Good fun read. Keep in mind, we are a family forum. So you may want to edit the first lights descriptive piece. :welcome:

I have never been up close to a Helotex, or a 1972 Cement truck, so I have to take your word on that! Oh, and it is probably just me, but I don't get the Sandy Hook reference. 

Welcome to CPF. Post some pics That always makes threads really pop along.


----------



## wweiss (Mar 15, 2017)

*Re: My modest collection - so far - with opinions & comments on efficacy and operatio*

Will do on the language - sorry - thought I was being a clever lad... 
As far as "Sandy Hook", that's a large sand spit below New York Harbor and I meant it as an obscure reference to Mark Twain who used the expression to mean the LED is misaligned and off- center. 
A 1972 cement truck is form following functional, durable - and stub ugly.


----------



## archimedes (Mar 15, 2017)

*Re: My modest collection - so far - with opinions & comments on efficacy and operatio*



wweiss said:


> Will do on the language - sorry ....



Thank you, and welcome.



wweiss said:


> As far as "Sandy Hook", that's a large sand spit below New York Harbor and I meant it as an obscure reference to Mark Twain ....



There is a more contemporary and unfortunate meaning, presumably unintended, and the reason for confusion.


----------



## bykfixer (Mar 16, 2017)

*Re: My modest collection - so far - with opinions & comments on efficacy and operatio*

Being around road construction since the early 80's I got the 72 cement truck reference as there were still plenty around back then.

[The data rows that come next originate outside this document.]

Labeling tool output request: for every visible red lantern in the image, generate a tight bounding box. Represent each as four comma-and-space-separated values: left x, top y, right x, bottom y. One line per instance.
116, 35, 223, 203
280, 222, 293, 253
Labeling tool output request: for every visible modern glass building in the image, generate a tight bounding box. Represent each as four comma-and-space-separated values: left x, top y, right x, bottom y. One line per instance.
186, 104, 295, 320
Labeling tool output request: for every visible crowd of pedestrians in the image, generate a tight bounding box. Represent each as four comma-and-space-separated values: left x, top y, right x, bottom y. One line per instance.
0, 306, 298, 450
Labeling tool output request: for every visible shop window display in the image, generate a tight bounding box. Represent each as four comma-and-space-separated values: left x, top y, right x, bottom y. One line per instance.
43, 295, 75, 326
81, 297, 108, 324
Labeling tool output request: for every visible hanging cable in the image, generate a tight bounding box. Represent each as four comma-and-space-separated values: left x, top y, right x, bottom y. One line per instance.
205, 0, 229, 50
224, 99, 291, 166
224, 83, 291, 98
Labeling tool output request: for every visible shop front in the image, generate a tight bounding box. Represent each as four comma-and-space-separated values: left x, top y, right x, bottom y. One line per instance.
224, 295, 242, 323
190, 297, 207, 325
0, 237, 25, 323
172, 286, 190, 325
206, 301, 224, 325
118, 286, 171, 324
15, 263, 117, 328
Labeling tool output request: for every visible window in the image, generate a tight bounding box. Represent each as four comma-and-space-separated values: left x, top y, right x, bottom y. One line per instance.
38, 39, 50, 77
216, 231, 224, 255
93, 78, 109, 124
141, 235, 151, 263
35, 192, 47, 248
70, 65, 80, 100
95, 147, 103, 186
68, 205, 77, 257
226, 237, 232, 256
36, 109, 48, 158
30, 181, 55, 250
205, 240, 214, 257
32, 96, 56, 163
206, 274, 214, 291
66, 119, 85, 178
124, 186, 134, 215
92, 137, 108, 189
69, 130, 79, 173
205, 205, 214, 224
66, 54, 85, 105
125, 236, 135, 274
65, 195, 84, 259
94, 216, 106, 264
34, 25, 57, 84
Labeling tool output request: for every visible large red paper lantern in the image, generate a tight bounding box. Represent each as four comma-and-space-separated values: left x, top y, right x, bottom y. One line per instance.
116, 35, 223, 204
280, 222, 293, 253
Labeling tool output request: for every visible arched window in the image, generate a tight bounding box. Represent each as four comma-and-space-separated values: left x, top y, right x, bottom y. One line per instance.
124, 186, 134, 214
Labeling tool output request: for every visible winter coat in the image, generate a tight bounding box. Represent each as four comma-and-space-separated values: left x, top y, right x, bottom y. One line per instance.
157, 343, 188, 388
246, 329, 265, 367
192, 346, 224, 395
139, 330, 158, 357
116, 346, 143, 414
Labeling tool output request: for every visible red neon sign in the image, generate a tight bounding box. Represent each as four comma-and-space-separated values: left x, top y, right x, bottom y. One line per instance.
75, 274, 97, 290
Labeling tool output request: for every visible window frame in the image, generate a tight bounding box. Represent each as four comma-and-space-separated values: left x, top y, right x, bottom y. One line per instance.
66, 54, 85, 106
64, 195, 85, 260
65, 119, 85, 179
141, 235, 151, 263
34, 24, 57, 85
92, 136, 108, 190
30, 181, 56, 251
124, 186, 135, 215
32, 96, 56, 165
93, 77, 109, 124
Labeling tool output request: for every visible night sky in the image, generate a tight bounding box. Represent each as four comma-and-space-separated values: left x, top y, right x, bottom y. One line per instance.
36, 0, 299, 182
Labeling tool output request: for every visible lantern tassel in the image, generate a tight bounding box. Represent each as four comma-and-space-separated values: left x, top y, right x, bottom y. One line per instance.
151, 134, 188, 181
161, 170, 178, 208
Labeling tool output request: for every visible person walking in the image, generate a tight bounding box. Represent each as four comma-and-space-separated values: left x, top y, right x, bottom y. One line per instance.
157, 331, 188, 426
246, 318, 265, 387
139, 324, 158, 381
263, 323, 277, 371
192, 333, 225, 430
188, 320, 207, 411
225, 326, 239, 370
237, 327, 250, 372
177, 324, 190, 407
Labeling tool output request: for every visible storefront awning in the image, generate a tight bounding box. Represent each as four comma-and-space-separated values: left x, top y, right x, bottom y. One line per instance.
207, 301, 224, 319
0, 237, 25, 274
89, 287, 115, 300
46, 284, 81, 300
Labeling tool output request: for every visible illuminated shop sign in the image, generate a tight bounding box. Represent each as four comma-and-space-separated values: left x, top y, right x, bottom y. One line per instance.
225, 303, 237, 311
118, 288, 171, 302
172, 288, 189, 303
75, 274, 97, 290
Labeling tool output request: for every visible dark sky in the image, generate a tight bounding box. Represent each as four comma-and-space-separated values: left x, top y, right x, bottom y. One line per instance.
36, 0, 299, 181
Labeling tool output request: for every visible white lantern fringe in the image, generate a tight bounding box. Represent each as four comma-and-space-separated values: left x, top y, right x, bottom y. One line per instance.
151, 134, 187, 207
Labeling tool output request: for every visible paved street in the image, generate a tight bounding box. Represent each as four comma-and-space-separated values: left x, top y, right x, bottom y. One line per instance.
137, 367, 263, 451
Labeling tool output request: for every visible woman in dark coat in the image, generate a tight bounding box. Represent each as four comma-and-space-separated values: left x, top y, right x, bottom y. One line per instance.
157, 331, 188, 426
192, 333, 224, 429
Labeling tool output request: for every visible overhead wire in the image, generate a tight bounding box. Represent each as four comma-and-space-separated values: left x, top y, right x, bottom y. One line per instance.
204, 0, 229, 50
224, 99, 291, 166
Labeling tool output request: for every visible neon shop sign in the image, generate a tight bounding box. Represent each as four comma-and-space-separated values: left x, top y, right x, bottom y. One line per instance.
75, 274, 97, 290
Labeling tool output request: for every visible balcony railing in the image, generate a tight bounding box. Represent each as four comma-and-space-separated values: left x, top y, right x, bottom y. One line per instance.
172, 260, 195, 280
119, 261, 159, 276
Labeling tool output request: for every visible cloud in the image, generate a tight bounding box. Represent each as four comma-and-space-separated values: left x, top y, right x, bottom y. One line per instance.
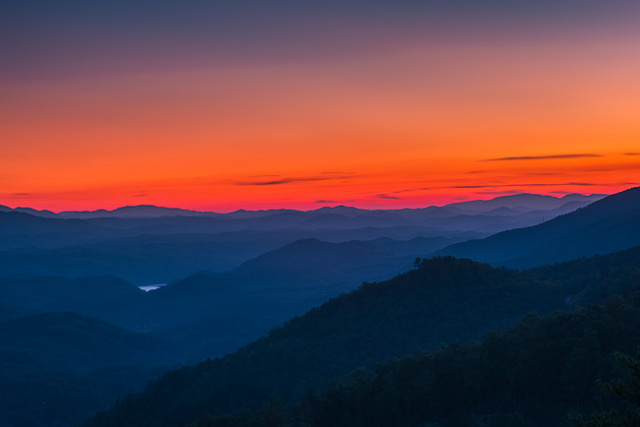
624, 152, 640, 156
449, 182, 598, 189
482, 154, 603, 162
381, 182, 605, 196
235, 177, 325, 186
376, 194, 400, 200
10, 192, 36, 197
233, 173, 355, 186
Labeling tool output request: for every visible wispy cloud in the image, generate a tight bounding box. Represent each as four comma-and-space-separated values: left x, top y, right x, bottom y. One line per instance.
372, 182, 605, 196
234, 173, 355, 186
450, 182, 598, 189
482, 154, 603, 162
376, 194, 400, 200
235, 178, 315, 186
624, 152, 640, 156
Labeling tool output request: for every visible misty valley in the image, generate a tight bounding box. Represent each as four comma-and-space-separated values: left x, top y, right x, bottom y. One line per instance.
2, 189, 640, 427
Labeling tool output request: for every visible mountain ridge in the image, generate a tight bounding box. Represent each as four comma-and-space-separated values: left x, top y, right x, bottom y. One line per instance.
434, 186, 640, 267
1, 193, 606, 219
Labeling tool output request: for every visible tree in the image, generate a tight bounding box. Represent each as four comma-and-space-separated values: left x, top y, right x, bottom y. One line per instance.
573, 349, 640, 427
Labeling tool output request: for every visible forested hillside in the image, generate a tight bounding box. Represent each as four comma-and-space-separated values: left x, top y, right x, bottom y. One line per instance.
83, 247, 640, 427
188, 289, 640, 427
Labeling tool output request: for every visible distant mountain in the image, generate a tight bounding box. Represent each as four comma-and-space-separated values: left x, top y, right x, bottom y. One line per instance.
0, 211, 113, 250
435, 186, 640, 268
58, 205, 215, 219
0, 211, 103, 235
3, 192, 603, 223
236, 238, 399, 278
0, 191, 606, 283
228, 235, 464, 294
11, 206, 59, 218
443, 193, 605, 214
0, 233, 291, 284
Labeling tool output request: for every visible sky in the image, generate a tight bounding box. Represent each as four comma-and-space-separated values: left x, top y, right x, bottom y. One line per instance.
1, 1, 640, 212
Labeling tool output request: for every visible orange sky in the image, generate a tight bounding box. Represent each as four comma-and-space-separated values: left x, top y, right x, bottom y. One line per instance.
1, 3, 639, 212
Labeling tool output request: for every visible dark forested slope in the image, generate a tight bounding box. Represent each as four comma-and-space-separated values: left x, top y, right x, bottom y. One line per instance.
222, 290, 640, 427
83, 257, 569, 427
83, 245, 640, 427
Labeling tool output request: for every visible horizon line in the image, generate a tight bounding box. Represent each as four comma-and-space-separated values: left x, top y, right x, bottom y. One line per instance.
0, 191, 611, 215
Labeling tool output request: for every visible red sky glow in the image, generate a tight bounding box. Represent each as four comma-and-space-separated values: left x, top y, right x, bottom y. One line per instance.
1, 1, 639, 212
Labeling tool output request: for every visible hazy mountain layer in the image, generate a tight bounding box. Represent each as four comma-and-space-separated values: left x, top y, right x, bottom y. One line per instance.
435, 186, 640, 268
0, 193, 604, 284
1, 193, 605, 220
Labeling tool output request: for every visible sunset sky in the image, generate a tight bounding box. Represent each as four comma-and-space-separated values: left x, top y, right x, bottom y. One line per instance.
2, 1, 639, 212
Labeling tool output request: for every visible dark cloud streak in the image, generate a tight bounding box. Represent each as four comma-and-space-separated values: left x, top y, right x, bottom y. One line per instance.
376, 194, 401, 200
234, 174, 355, 186
482, 154, 603, 162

They got about 3/4 of an MPG but man were they tough. 

Now the K car if I recall correct was a fragile creature that on paper was meant to compete with the Japanese cars that were absolutely murdering the Big 3 market back then... deservedly so due to our car makers using the cheapest, flimsiest junk possible to cut costs and compete with the Hondas and Toyotas. 
Lee Iococca once said "the dam things were rusting before they left the factory". 

I like your spreadsheet format. Musta taken a while. Well done.
X2 on the pix


----------



## wweiss (Mar 16, 2017)

*Re: My modest collection - so far - with opinions & comments on efficacy and operatio*

Thanks for your generous comments to my metaphors and format... 
I will do some pix at some point - when I have something intelligent to pic...


----------



## magellan (Mar 28, 2017)

*Re: My modest collection - so far - with opinions & comments on efficacy and operatio*

Very nice start to a collection with detailed and informative descriptions. Welcome to the CPF!

I had a K car way back when and it was quite reliable.


----------



## wweiss (Mar 29, 2017)

*Re: My modest collection - so far - with opinions & comments on efficacy and operatio*

Thanks - and for the welcome here...


----------